Stalks, husks and other crop waste show promise as feedstock for sustainable biofuels, but finding microbes that can convert woody plant matter into fuel at industrial scale has proven difficult.
Now, Princeton researchers have taken a step toward engineering a bacterium that converts the material cellulose, found in nearly all plants, into fuels and valuable chemical products. That process requires two steps. The first step is to break the tough cellulose into sugars that a microbe can actually eat. The second step is to eat those sugars and metabolize them into fuel. Few microbes can perform either of these steps efficiently, and currently none can do both at industrial scales.
In a study published Jan. 27 in the journal Applied and Environmental Microbiology, the Princeton team looked at the metabolic system of the bacterium Anaerocellum bescii, which can tackle both steps in this process. Previous work showed how this organism releases enzymes that chop the cellulose into bite-sized sugary chunks — a rarefied skill made even more valuable because the microbe thrives in the high temperatures native to bioprocessing systems.
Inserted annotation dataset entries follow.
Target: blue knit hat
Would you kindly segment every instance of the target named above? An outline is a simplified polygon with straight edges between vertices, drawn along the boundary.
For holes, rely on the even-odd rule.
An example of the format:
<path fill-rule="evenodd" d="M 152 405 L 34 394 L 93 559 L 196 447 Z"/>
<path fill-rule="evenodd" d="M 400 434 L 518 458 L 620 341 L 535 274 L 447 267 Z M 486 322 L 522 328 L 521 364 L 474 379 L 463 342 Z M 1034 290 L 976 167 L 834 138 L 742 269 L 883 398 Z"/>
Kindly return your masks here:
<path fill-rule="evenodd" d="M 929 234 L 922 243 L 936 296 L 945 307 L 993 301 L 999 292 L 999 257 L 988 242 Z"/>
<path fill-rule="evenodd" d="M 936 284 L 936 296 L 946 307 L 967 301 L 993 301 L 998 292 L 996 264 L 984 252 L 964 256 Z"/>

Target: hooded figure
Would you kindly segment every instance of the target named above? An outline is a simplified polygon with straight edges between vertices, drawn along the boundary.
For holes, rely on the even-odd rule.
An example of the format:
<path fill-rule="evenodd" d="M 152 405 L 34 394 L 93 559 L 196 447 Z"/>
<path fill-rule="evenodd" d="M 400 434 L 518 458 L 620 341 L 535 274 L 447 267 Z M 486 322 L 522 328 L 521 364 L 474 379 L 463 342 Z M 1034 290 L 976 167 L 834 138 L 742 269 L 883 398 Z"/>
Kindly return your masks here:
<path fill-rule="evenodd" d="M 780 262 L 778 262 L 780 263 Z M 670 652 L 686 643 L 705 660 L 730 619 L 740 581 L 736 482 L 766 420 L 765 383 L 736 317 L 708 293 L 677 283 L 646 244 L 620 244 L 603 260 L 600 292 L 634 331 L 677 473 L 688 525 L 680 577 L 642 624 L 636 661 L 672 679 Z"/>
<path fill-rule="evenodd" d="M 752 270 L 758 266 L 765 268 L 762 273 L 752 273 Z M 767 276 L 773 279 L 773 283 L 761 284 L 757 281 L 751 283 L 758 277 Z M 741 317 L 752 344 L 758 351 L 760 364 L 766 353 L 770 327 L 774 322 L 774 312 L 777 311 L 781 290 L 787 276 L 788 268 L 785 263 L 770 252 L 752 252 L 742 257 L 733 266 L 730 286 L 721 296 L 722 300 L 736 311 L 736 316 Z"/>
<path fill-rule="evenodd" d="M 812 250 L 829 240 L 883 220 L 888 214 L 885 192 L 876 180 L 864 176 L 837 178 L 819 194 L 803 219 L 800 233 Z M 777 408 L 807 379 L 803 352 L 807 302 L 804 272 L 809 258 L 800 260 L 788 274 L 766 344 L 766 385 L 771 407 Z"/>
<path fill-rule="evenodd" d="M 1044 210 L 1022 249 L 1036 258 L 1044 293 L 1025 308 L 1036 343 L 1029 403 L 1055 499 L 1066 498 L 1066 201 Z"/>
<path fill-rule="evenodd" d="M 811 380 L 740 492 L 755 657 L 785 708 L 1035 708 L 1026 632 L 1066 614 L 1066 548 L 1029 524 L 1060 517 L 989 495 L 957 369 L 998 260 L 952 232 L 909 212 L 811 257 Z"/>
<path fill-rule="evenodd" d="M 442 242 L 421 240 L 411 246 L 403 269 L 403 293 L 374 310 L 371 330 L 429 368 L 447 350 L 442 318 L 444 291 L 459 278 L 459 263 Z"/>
The Princeton study identifies the proteins responsible for pulling those chunks inside the microbe’s cell to be metabolized into fuel and shows how editing the organism’s genome can make the microbe even more useful.

“These bacteria are very good cellulose degraders,” said Jonathan Conway, assistant professor of chemical and biological engineering and the study’s principal investigator. “This is the process that they use to eat the sugars from cellulose. It is really central to why they’re useful and interesting.”
To explore this, the researchers deleted the genes they thought were responsible for the transporter proteins that bring cellulose-derived sugars into the cell. The strain missing those genes could eat other sugars but not cellulose, confirming that those proteins are essential for feeding on cellulose.
“The only way for metabolic engineering to really progress is by having a much better sense of what you are trying to engineer in the first place,” said Hansen Tjo, a fifth-year graduate student and the paper’s first author. Understanding the physiology and basic biology of this bacterium, he said, can open the door to engineering the microorganism for industrial applications.

Conway said the larger goal is to find and engineer microbes that can work together in a single system. “Instead of having the enzymes that you make and dump on the plant biomass, and then take the sugar and feed it to yeast, the consolidated bioprocess is to try to put all of that in one pot,” he said. “So, have one organism that makes the enzymes, eats the sugar, makes the product.”

He said in conventional bioprocesses, making the enzymes is often the most expensive part. Anaerocellum bescii is already very good at making enzymes to break the cellulose into edible sugars. This study helps clarify the next step in that process by showing how the bacterium takes up and uses those sugars. It could be possible to engineer two different strains of the bacterium that work together: one focused on producing the enzymes, the other focused on eating the sugars to make the product.
The world generates hundreds of millions of metric tons of crop waste every year, Tjo said. “What if we could turn all that crop waste into sustainable fuels or chemicals instead of relying solely on fossil fuel-based sources?”
The paper, “A highly conserved ABC transporter mediates cello-oligosaccharide uptake in the extremely thermophilic, lignocellulolytic bacterium Anaerocellum bescii(f. Caldicellulosiruptor bescii),” was published Jan. 27, 2026, in the journal Applied and Environmental Microbiology. In addition to Tjo and Conway, the authors include graduate student Virginia Jiang, undergraduate student Anherutowa Calvo, and Jerelle Joseph, assistant professor of chemical and biological engineering.